Observations of nitrous oxide (N2O) from the Microwave Limb Sounder (MLS) reveal anomalies in composition within the Antarctic winter polar vortex that are traced to transport of anomalies from the winter southern subtropical middle stratosphere one year prior. Using meteorological fields from the Modern-Era Retrospective Analysis for Research and Applications (MERRA), we show that late winter MLS N2O anomalies in the southern subtropics are primarily controlled by vertical advection anomalies. Interannual variations in that advection are induced by the secondary circulation of the Quasi-Biennial Oscillation (QBO) in the middle stratosphere. The subtropical QBO-induced anomalies, which are found from ~600-800K, are isentropically mixed throughout the southern hemisphere extratropics in late spring after vortex breakdown. Correlations greater than 0.8 are found between the low latitude winter anomalies and Antarctic summer anomalies on the same isentropic surface throughout this layer. The Antarctic anomalies are trapped in the vortex as it forms during fall (April/May) and in winter, descent transports the anomalies found near 700 K in late summer to 450 K by September. The Antarctic anomalies at 450 K have a correlation greater than 0.9 with the 700 K subtropical anomalies one year earlier.
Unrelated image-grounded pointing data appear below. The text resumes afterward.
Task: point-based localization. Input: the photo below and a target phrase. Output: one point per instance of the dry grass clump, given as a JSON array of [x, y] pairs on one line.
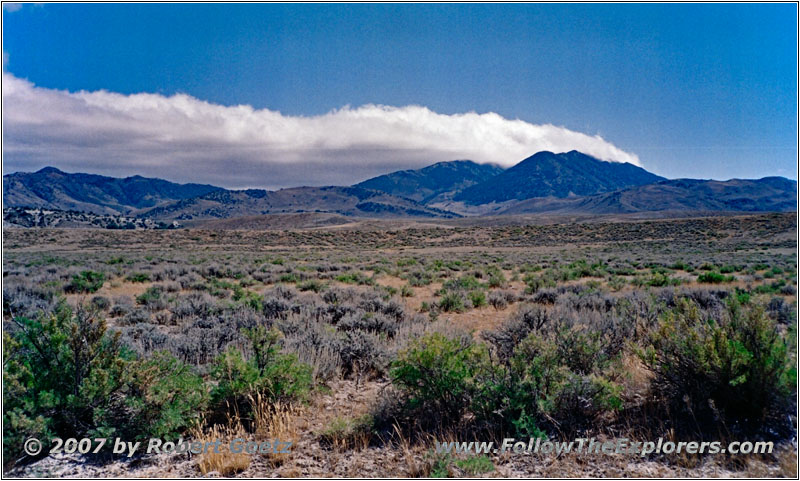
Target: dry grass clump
[[224, 462]]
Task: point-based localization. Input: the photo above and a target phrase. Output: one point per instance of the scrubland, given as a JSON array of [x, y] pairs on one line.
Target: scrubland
[[363, 344]]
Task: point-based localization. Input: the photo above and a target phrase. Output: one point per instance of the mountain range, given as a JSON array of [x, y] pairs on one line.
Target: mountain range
[[544, 183]]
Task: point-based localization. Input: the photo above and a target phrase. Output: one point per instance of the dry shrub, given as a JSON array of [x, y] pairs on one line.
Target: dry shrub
[[223, 462]]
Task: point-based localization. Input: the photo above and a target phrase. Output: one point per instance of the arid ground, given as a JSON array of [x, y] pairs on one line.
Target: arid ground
[[363, 342]]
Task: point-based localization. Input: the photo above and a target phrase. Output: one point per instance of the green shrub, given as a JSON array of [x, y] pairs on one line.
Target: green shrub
[[437, 374], [138, 277], [497, 279], [269, 373], [452, 301], [64, 375], [475, 465], [289, 278], [59, 373], [86, 282], [737, 367], [166, 396], [714, 278], [312, 285], [355, 278], [477, 298]]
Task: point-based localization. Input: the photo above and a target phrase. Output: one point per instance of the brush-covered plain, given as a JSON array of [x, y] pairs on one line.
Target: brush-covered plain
[[362, 344]]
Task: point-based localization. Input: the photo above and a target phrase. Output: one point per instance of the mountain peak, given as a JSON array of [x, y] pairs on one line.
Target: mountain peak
[[49, 170], [442, 179], [546, 174]]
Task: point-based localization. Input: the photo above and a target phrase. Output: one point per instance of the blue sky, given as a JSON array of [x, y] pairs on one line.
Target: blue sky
[[705, 91]]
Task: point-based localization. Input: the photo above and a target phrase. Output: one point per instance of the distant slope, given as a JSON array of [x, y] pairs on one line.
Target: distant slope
[[348, 201], [53, 189], [770, 194], [546, 174], [435, 182]]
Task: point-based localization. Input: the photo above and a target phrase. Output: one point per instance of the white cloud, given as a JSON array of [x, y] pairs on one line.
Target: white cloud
[[183, 138]]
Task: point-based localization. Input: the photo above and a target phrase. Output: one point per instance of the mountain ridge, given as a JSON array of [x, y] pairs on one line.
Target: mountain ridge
[[434, 183], [545, 174]]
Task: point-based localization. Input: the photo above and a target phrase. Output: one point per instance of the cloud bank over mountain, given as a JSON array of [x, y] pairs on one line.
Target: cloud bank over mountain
[[191, 140]]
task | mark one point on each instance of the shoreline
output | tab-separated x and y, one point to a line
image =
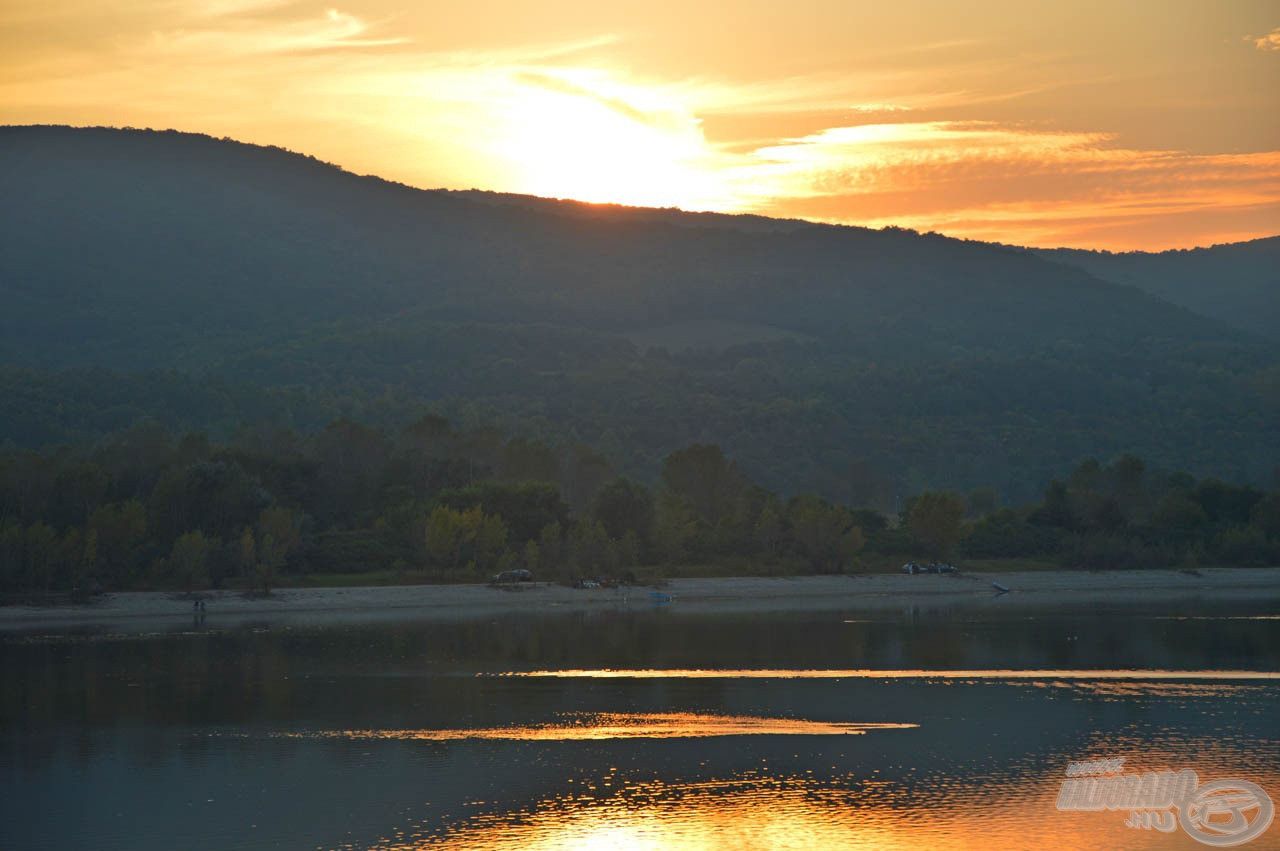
877	591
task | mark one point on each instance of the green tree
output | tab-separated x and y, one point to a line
824	532
935	522
188	561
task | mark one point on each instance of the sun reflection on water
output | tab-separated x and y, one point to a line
594	727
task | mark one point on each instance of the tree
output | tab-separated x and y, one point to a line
279	530
935	518
824	532
622	507
768	529
188	561
708	481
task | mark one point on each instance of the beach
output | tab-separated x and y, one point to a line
319	607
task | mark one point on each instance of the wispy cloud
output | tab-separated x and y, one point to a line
238	35
1270	41
1015	183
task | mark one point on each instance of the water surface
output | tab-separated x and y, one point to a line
631	728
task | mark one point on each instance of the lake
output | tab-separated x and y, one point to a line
632	728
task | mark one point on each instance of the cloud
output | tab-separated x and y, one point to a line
243	36
1270	41
1004	182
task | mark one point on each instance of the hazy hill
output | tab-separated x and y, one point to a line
220	283
1237	283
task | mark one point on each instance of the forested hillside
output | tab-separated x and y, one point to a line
1238	283
213	284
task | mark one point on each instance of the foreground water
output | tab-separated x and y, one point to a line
940	728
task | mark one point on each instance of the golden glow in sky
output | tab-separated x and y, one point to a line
1097	124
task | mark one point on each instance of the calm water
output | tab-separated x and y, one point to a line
630	728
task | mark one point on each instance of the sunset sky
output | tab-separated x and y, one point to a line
1096	124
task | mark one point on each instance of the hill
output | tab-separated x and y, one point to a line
211	284
1237	283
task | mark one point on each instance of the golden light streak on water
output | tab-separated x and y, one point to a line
593	727
865	673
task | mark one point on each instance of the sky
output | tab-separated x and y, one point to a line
1139	124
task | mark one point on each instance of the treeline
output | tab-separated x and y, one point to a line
430	502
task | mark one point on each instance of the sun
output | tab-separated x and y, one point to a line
600	142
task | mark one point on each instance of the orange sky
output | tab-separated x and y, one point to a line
1138	124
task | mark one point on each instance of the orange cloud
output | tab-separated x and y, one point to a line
1270	41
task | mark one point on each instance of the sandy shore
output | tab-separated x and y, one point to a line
743	595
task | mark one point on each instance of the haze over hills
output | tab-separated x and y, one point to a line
1237	283
220	283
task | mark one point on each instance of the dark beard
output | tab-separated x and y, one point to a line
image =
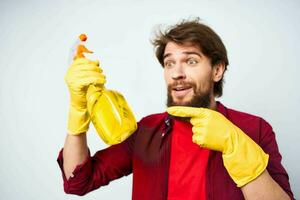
200	99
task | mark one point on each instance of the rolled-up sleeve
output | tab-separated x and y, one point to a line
98	170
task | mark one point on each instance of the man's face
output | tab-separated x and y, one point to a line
189	76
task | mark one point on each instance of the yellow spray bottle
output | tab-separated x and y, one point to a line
110	113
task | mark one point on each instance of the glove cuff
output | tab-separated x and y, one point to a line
246	161
78	121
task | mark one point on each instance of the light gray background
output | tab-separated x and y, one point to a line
262	39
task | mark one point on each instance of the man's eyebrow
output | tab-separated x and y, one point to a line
193	52
166	55
185	52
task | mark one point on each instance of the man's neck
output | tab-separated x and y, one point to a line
213	104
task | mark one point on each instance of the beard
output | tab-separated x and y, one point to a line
201	97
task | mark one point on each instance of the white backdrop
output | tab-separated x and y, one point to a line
262	39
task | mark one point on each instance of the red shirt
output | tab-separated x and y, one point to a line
187	166
146	154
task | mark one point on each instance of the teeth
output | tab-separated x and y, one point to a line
179	88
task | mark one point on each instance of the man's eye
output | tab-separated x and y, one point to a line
191	62
169	64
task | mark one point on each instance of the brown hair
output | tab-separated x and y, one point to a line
196	33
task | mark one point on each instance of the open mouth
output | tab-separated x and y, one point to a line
180	91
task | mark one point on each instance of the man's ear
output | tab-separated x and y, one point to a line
218	71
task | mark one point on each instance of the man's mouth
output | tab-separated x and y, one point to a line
180	91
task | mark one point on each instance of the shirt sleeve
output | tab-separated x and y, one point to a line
275	167
98	170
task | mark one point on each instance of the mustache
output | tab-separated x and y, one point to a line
181	83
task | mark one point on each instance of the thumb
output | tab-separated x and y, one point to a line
184	111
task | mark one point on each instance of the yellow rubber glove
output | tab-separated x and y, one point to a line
81	74
242	157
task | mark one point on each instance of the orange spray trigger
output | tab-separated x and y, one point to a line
81	49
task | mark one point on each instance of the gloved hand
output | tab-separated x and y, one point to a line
81	74
242	157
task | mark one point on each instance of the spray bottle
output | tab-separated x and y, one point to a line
110	113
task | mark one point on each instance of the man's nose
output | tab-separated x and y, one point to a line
178	72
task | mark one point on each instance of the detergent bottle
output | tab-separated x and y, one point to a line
110	113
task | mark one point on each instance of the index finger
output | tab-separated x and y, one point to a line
184	111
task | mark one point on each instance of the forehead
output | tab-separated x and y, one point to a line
176	48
The transport pathway between the subtropical middle stratosphere and the Antarctic lower stratosphere has consequences for inorganic chlorine levels inside the Antarctic ozone hole. Using the compact correlation between N2O and inorganic chlorine (Cly), we infer Cly variability from observed N2O variability in the Antarctic vortex at levels that affect O3 depletion. We find that Cly variability inside the vortex, driven by QBO-induced variability one year earlier, is up to ten times greater (~200 ppt) than the expected annual Cly decline due to the Montreal Protocol (~20 ppt). This variability was previously unquantified and represents an additional source of variability affecting ozone hole area.